Pépinière de start-up à l’Essec

La Défense, jeudi 29 septembre 2011

D’emblée, familiarisons-nous avec le vocabulaire horticole. L’Essec soutient deux types d’aides aux jeunes entrepreneurs : l’incubateur et la pépinière.
A Cergy, l’incubateur est destiné aux étudiants qui souhaitent formaliser un projet. A la Défense, la pépinière abrite des audacieux déjà plus avancés dans leur entreprise.

Et c’est à la Défense, que j’ai rendez-vous aujourd’hui avec une petite bande de ces créateurs innovants couvés par l’Essec.

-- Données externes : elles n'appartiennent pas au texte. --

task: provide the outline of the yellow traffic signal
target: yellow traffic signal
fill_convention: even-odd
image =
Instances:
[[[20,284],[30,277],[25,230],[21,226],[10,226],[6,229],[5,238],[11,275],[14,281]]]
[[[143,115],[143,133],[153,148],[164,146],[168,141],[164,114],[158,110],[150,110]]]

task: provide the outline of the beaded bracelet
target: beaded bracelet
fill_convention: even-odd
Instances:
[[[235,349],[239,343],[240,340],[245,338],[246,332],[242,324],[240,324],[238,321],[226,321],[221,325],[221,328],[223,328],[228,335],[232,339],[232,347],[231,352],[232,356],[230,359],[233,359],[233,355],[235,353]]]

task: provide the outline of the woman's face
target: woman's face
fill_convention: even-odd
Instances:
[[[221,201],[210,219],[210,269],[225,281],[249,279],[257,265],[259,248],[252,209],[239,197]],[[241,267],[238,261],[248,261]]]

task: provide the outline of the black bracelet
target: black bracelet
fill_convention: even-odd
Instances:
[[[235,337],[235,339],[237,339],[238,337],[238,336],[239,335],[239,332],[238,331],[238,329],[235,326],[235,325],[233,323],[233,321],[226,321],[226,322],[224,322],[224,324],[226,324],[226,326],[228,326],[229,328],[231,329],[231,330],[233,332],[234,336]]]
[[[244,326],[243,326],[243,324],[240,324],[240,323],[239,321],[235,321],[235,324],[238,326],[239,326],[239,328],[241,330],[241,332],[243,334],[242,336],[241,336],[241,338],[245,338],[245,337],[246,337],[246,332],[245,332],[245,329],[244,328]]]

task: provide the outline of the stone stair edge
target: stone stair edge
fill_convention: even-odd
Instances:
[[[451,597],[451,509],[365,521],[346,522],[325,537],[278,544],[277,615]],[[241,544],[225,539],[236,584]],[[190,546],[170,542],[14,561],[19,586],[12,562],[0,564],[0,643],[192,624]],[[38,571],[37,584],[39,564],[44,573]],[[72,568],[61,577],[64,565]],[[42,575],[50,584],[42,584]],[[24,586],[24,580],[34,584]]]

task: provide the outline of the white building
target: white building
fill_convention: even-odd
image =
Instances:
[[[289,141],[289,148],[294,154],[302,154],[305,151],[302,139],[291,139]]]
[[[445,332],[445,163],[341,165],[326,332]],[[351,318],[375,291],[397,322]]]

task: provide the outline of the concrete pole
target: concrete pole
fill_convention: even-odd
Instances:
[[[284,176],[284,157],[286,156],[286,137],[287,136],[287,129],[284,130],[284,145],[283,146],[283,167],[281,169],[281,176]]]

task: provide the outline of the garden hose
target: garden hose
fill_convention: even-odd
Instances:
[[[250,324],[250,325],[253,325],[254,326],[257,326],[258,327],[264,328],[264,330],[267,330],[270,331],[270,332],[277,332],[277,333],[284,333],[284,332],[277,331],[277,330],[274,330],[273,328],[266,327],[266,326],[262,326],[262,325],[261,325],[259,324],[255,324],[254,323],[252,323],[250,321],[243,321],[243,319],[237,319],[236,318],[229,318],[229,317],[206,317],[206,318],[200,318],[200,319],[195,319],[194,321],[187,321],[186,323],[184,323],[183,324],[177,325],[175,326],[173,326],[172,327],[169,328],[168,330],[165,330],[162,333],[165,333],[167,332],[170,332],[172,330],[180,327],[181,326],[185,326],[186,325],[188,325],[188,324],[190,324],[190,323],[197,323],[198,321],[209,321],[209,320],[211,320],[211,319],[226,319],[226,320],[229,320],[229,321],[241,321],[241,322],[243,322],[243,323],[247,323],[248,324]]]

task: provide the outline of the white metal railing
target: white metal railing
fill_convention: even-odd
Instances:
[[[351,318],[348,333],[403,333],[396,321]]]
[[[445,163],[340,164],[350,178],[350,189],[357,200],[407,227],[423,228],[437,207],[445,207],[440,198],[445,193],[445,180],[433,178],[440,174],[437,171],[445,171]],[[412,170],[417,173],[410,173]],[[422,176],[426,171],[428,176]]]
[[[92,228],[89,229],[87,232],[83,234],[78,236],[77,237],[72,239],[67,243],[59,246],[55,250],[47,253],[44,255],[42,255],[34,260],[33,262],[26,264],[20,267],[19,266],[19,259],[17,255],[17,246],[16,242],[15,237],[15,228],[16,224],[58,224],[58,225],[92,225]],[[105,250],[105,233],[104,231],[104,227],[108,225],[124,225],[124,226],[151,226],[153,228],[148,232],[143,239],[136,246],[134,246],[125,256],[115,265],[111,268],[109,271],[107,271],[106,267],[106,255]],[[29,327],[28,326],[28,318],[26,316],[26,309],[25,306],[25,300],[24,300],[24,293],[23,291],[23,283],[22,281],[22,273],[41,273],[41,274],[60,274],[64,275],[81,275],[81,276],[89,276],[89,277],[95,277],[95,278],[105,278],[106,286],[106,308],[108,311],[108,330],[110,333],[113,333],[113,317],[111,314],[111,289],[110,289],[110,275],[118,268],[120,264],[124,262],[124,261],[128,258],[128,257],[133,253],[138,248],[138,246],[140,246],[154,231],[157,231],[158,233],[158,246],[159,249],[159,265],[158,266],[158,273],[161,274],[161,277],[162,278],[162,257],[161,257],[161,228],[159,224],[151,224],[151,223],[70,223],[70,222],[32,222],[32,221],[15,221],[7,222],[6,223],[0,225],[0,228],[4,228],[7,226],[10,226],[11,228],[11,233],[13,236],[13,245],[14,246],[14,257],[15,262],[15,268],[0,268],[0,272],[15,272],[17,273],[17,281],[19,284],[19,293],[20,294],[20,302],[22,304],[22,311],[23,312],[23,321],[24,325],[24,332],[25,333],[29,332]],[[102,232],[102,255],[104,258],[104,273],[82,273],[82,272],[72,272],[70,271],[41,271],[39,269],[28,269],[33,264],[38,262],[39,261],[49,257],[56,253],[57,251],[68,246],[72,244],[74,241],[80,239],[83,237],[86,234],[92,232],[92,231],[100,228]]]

A leur disposition dans les locaux immaculés du CNIT, des bureaux, des salles de réunions, téléphones, fax, photocopies. Bref, toute cette infrastructure dont il faut disposer pour lancer sa boite. Un univers stimulant.

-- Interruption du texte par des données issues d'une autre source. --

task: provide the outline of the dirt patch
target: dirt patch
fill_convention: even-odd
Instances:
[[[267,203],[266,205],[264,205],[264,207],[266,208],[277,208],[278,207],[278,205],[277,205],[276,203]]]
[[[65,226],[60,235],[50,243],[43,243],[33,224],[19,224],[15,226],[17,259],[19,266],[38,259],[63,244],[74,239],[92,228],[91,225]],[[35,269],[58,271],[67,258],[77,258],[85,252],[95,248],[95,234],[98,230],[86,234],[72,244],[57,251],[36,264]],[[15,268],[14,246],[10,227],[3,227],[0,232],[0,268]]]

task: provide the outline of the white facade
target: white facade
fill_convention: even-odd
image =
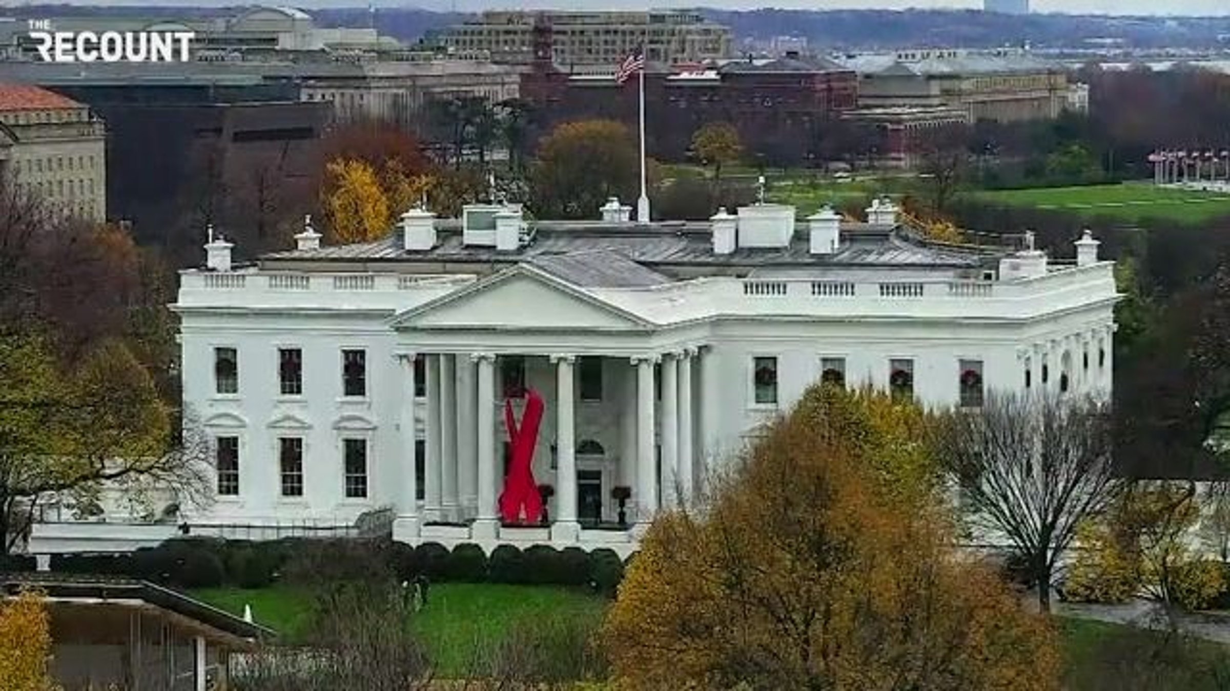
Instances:
[[[387,507],[410,542],[626,553],[825,369],[909,380],[936,407],[1023,386],[1108,396],[1117,295],[1096,241],[1058,264],[929,245],[888,203],[876,224],[822,213],[791,234],[766,226],[795,224],[779,211],[531,224],[487,207],[471,227],[407,214],[369,245],[304,234],[255,267],[215,247],[176,305],[184,406],[221,462],[216,502],[188,523],[273,531]],[[550,526],[497,519],[518,371],[546,401],[534,476],[555,488]]]

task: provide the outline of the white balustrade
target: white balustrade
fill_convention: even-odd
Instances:
[[[817,298],[854,298],[854,282],[813,280],[812,295]]]
[[[309,290],[311,277],[298,273],[276,273],[269,275],[271,290]]]

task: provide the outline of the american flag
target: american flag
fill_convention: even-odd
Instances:
[[[641,47],[637,45],[636,50],[632,50],[632,53],[630,53],[629,57],[624,58],[624,61],[620,63],[619,70],[615,71],[615,81],[617,84],[624,84],[625,81],[627,81],[627,77],[635,75],[636,73],[643,69],[645,69],[645,50],[642,50]]]

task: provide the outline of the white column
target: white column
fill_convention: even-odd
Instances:
[[[679,494],[686,507],[691,502],[692,493],[692,438],[696,434],[692,423],[692,382],[691,382],[691,348],[684,350],[679,359],[679,465],[678,482]]]
[[[696,484],[694,491],[705,491],[705,478],[710,466],[718,461],[722,452],[722,430],[718,424],[717,397],[721,390],[717,371],[717,354],[708,346],[696,352],[696,364],[700,366],[700,428],[701,446],[695,455],[700,467],[695,468]]]
[[[458,519],[458,397],[455,355],[440,355],[440,513]]]
[[[674,507],[678,497],[675,478],[679,473],[679,359],[662,358],[662,488],[659,502]]]
[[[415,423],[415,354],[397,355],[401,366],[401,414],[399,432],[401,439],[401,467],[394,477],[399,488],[394,493],[399,498],[397,518],[394,520],[394,540],[408,541],[418,537],[418,430]]]
[[[653,444],[653,359],[636,360],[636,520],[648,524],[658,511],[658,472]]]
[[[471,529],[476,540],[494,540],[499,525],[496,507],[496,357],[475,355],[478,363],[477,448],[478,508]]]
[[[552,542],[576,542],[581,537],[577,523],[577,436],[574,421],[574,386],[572,355],[551,358],[556,365],[556,487]]]
[[[478,502],[478,448],[475,425],[475,379],[474,360],[467,355],[458,355],[458,502],[461,505],[460,518],[474,518],[475,504]]]
[[[632,491],[631,498],[625,505],[627,518],[636,521],[636,503],[640,493],[636,486],[636,368],[630,366],[624,360],[620,368],[620,393],[622,396],[620,412],[620,448],[619,448],[619,484]],[[605,502],[605,498],[603,499]],[[615,504],[619,510],[619,504]]]
[[[427,355],[427,492],[423,519],[440,520],[440,357]]]
[[[205,668],[209,663],[209,657],[205,655],[205,638],[203,636],[192,637],[192,657],[193,668],[196,669],[196,679],[193,680],[196,684],[193,689],[196,691],[205,691],[205,682],[208,681],[205,679]]]

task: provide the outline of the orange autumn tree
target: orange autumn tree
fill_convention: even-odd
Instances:
[[[50,621],[38,593],[23,591],[0,601],[0,689],[55,689],[47,661],[52,653]]]
[[[958,555],[925,416],[811,389],[659,518],[601,638],[629,689],[1058,689],[1043,618]]]

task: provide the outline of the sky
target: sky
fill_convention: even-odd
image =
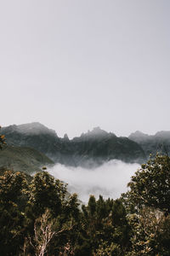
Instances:
[[[0,123],[170,130],[169,0],[0,0]]]

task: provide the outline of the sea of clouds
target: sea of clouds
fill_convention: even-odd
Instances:
[[[128,164],[113,160],[94,169],[69,167],[60,164],[48,170],[56,178],[68,183],[68,191],[76,193],[87,203],[90,195],[104,198],[118,198],[128,190],[127,184],[139,168],[139,164]]]

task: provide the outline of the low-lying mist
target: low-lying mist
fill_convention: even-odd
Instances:
[[[128,190],[127,184],[139,164],[127,164],[121,160],[110,160],[94,169],[68,167],[60,164],[49,169],[50,174],[68,183],[68,191],[76,193],[78,198],[88,202],[89,195],[96,198],[118,198]]]

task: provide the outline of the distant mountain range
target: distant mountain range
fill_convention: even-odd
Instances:
[[[66,134],[61,138],[54,130],[40,123],[31,123],[3,127],[1,132],[5,135],[8,148],[3,153],[0,153],[0,166],[2,162],[7,161],[7,159],[14,160],[20,149],[19,158],[23,161],[26,159],[27,165],[31,165],[35,158],[38,159],[39,162],[33,164],[36,168],[53,162],[90,168],[113,159],[129,163],[143,163],[150,153],[166,153],[170,148],[170,131],[157,132],[155,136],[136,131],[129,137],[118,137],[114,133],[96,127],[70,140]],[[31,150],[34,151],[31,154]],[[27,151],[26,155],[24,151]],[[37,157],[38,154],[42,157],[42,160]],[[25,167],[27,168],[26,166]],[[31,166],[28,168],[35,170]]]

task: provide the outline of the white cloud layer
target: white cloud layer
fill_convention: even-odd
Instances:
[[[83,202],[90,195],[96,198],[116,199],[128,190],[127,183],[139,167],[139,164],[127,164],[121,160],[110,160],[94,169],[68,167],[60,164],[49,169],[50,174],[68,183],[68,190],[76,192]]]

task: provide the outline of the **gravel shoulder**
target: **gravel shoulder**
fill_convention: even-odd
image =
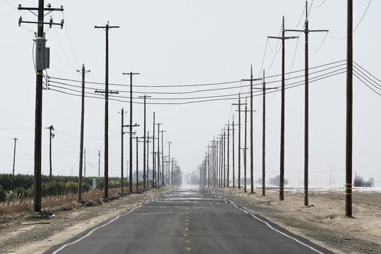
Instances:
[[[310,190],[310,205],[304,206],[303,193],[291,190],[285,190],[283,201],[275,189],[265,196],[261,190],[254,194],[232,188],[211,191],[335,253],[381,253],[381,193],[355,190],[353,217],[347,218],[344,193]]]
[[[140,194],[113,197],[98,203],[73,202],[47,208],[40,213],[0,217],[0,253],[43,253],[95,226],[145,202],[173,187],[151,189]]]

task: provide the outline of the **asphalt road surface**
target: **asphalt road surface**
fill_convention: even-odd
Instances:
[[[197,187],[176,188],[49,253],[332,253]]]

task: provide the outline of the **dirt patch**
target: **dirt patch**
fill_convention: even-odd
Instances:
[[[286,190],[279,200],[276,190],[214,188],[216,195],[305,237],[336,253],[381,253],[381,193],[353,192],[353,216],[344,216],[344,192],[310,191],[308,206],[303,194]]]
[[[0,253],[42,253],[171,188],[165,186],[128,195],[116,193],[98,201],[72,201],[70,204],[46,207],[39,213],[27,212],[0,216]]]

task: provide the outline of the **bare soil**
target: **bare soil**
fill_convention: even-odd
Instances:
[[[344,190],[310,190],[308,206],[304,205],[303,194],[295,193],[295,189],[286,189],[283,201],[279,201],[276,189],[267,191],[265,196],[258,189],[254,194],[232,188],[212,191],[335,253],[381,253],[380,192],[354,190],[353,218],[349,218],[344,216]]]
[[[138,205],[169,191],[171,186],[107,199],[69,203],[45,207],[41,212],[0,216],[0,253],[43,253],[73,236],[109,218],[127,212]]]

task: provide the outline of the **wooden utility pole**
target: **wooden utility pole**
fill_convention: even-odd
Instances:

Contre 350 euros par poste de travail, l’Essec offre cette mutualisation des outils à une vingtaine de candidats spécialisés dans la création de sites, logiciels et autres applications dans le domaine du marketing, du e-commerce, de la gestion d’énergie, des banques et économies d’entreprises, de la maison connectée, plateforme communautaire de partage de voiture. Autant de projets audacieux et séduisants sur lequel chacun bataille pour trouver sa place dans le monde hyper concurrentiel des grosses sociétés.

Mais l’Essec offre plus encore que du matériel et des bureaux, elle prodigue des conseils, insuffle une énergie et une émulation commune. Car, il faut du courage pour débuter sans appuis dans le monde de l’entrepreneuriat. J’entends les cycles de vente trop long pour une trésorerie débutante, le manque de confiance à priori pour les jeunes pousses, le ticket d’entrée trop élevé pour accéder aux marchés publics, l’absence de statut de ces hommes et ces femmes qui s’investissent à plein dans leurs rêves, les charges de l’Urssaf trop lourdes.

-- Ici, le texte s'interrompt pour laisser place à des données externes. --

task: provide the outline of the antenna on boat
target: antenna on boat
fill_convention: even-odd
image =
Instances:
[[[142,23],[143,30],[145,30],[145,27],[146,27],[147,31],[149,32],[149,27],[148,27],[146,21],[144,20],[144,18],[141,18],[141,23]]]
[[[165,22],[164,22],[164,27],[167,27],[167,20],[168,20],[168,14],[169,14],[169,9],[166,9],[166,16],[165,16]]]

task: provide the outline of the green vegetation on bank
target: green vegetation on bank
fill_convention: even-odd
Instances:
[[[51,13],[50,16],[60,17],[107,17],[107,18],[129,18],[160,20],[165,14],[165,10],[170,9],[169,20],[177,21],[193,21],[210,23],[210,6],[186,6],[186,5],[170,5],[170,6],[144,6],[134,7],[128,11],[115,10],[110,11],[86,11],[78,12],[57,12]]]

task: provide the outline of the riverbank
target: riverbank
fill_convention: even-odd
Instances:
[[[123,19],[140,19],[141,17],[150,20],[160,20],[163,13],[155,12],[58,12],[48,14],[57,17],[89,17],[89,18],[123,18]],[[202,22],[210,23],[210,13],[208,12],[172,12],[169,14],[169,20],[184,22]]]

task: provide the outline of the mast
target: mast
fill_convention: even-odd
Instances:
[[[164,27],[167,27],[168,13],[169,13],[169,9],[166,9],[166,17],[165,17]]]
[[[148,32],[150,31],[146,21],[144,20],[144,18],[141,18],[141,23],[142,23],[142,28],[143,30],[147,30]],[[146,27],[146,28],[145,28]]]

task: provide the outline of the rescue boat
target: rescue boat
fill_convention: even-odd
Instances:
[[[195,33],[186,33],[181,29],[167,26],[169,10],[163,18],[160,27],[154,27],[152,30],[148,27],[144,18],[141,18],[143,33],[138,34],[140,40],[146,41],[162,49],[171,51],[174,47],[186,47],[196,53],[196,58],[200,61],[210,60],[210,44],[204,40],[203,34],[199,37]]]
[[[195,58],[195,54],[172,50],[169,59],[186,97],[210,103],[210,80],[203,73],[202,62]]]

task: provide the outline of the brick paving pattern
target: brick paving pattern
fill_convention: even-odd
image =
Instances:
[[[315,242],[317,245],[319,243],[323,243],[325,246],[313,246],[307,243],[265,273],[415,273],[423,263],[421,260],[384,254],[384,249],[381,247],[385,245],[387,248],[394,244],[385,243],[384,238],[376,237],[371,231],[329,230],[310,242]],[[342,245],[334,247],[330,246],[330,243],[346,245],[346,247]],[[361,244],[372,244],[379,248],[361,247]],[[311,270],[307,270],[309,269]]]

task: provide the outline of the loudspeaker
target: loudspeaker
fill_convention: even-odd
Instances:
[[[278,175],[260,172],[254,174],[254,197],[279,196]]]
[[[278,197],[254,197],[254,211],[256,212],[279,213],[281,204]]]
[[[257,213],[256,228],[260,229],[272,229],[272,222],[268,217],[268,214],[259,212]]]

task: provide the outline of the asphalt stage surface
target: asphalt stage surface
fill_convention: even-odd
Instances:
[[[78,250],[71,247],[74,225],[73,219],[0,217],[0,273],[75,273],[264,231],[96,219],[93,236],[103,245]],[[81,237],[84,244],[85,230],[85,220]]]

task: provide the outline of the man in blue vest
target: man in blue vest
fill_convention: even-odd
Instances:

L’entrepreneuriat serait-il réservé à une élite ?, se demande un jeune homme qui travaille à la mise en place d’une application novatrice de gestion de finances personnelles.

Je me réfère à l’exemple d’Israël et ce dispositif extraordinaire d’une agence nationale destinée à la sélection de projets innovants et la possibilité de financements en fonds propres contre des déductions d’impôts. Une initiative qui palie à cette dépendance dangereuses envers des business angels pas toujours fiables.


En Angleterre également, à hauteur de 200 000 £ déductibles, les investissements sont possibles. C’est une voie d’avenir, un mécanisme de solidarité, un nouveau pacte social à mettre en place. Je compte l’intégrer à mon programme.
Première chose à faire, simplifier les procédures administratives qui écrasent les bonnes volontés. Je lance à appel à ces jeunes entrepreneurs pour qu’ils me dressent une liste des démarches à simplifier.